= List of England cricket team coaches =

The coach of the England men’s national cricket team was a position first filled in 1986. There have been ten Test coaches and twelve one-day/T20 coaches in total, excluding interim appointment Paul Collingwood in 2022. All ten coaches to have held the Test role have also covered the limited overs formats for at least some of their tenure, including Peter Moores holding the combined position twice, while two (Ashley Giles and Matthew Mott) solely performed the role for white-ball cricket.

The role usually entails selecting players for squads (often alongside a selection panel and/or chief selector), selecting the starting eleven and giving media interviews. Commonly referred to as coach, the role has in the past also been labelled as team manager or team director.

==List of England coaches==
The following men have held the position of head coach of the England cricket team. Duncan Fletcher is the longest serving coach, having held the role for eight years, and Peter Moores is the only man to have held the position twice.

The position of coach of the Test team is currently vacant. Brendon McCullum, appointed in 2022, was sacked as Test team coach in July 2026. McCullum also took on the role of white-ball coach from January 2025. and retained the role after his sacking as Test team coach.

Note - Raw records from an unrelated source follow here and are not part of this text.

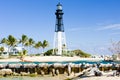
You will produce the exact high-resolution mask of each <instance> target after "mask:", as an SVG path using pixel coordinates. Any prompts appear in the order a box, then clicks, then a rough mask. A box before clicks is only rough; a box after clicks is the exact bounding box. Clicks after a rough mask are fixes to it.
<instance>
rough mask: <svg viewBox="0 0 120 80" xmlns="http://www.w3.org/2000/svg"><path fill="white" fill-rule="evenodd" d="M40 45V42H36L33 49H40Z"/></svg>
mask: <svg viewBox="0 0 120 80" xmlns="http://www.w3.org/2000/svg"><path fill="white" fill-rule="evenodd" d="M41 45H42V43H41V41H38V42H37V43H36V44H35V45H34V48H36V49H40V48H41Z"/></svg>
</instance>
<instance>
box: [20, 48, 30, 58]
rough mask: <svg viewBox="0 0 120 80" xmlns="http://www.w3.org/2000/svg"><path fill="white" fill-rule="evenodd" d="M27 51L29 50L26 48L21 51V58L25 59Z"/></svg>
mask: <svg viewBox="0 0 120 80" xmlns="http://www.w3.org/2000/svg"><path fill="white" fill-rule="evenodd" d="M27 53H28V52H27V50H25V49H24V50H23V51H22V52H19V55H20V56H21V57H20V58H21V59H23V57H24V56H26V55H27Z"/></svg>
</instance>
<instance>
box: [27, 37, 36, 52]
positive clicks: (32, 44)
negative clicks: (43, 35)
mask: <svg viewBox="0 0 120 80" xmlns="http://www.w3.org/2000/svg"><path fill="white" fill-rule="evenodd" d="M34 43H35V41H34V40H33V39H32V38H29V40H28V46H29V48H30V53H32V52H31V48H32V46H33V45H34Z"/></svg>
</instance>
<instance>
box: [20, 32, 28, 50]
mask: <svg viewBox="0 0 120 80" xmlns="http://www.w3.org/2000/svg"><path fill="white" fill-rule="evenodd" d="M27 41H28V37H27V35H24V34H23V35H22V37H21V39H20V41H19V43H22V47H24V48H25V44H26V42H27Z"/></svg>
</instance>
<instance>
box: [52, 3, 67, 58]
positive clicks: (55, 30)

| England head coach (Test team) |  |  | England head coach (ODI & T20 teams) |  |  |
| Coach | Tenure | Country | Coach | Tenure | Country |
| Micky Stewart | 1986–1992 | England | Micky Stewart | 1986–1992 | England |
| Keith Fletcher | 1992–1995 | England | Keith Fletcher | 1992–1995 | England |
| Ray Illingworth | 1995–1996 | England | Ray Illingworth | 1995–1996 | England |
| David Lloyd | 1996–1999 | England | David Lloyd | 1996–1999 | England |
| Duncan Fletcher | 1999–2007 | Zimbabwe | Duncan Fletcher | 1999–2007 | Zimbabwe |
| Peter Moores | 2007–2009 | England | Peter Moores | 2007–2009 | England |
| Andy Flower | 2009–2014 | Zimbabwe | Andy Flower | 2009–2012 | Zimbabwe |
| Ashley Giles | 2012–2014 | England |
| Peter Moores | 2014–2015 | England | Peter Moores | 2014–2015 | England |
| Trevor Bayliss | 2015–2019 | Australia | Trevor Bayliss | 2015–2019 | Australia |
| Chris Silverwood | 2019–2022 | England | Chris Silverwood | 2019–2022 | England |
| Paul Collingwood (interim) | 2022 | England | Paul Collingwood (interim) | 2022 | England |
| Brendon McCullum | 2022–2026 | New Zealand | Matthew Mott | 2022–2024 | Australia |
| Brendon McCullum | 2025–present | New Zealand |

==Splitting the role==
In 2012 Andy Flower resigned from his position of coach of the ODI and T20 teams, but remained in his role as coach of the Test team. Ashley Giles was appointed coach of the limited overs team but had no involvement in the Test team. Flower was the first of the two coaches to depart, with Ashley Giles being replaced as limited overs coach when Peter Moores was appointed as the roles were combined again. The role was split again after Chris Silverwood's departure in 2022 with the Test position going to Brendon McCullum and the white-ball role being taken by Matthew Mott. From January 2025 the roles were combined again as McCullum took over as white-ball coach. but split again from July 2026 when McCullum was sacked as Test team coach.

==Foreign coaches==
Duncan Fletcher became the first foreign coach of the English cricket team (1999–2007), whilst his fellow Zimbabwean Andy Flower was head coach from 2009–2014. 2019 World Cup winning coach of the England team, Trevor Bayliss, is Australian. Brendon McCullum, Test coach from 2022 to 2026, is a New Zealander, and Matthew Mott, white-ball coach from 2022 to 2024, is from Australia.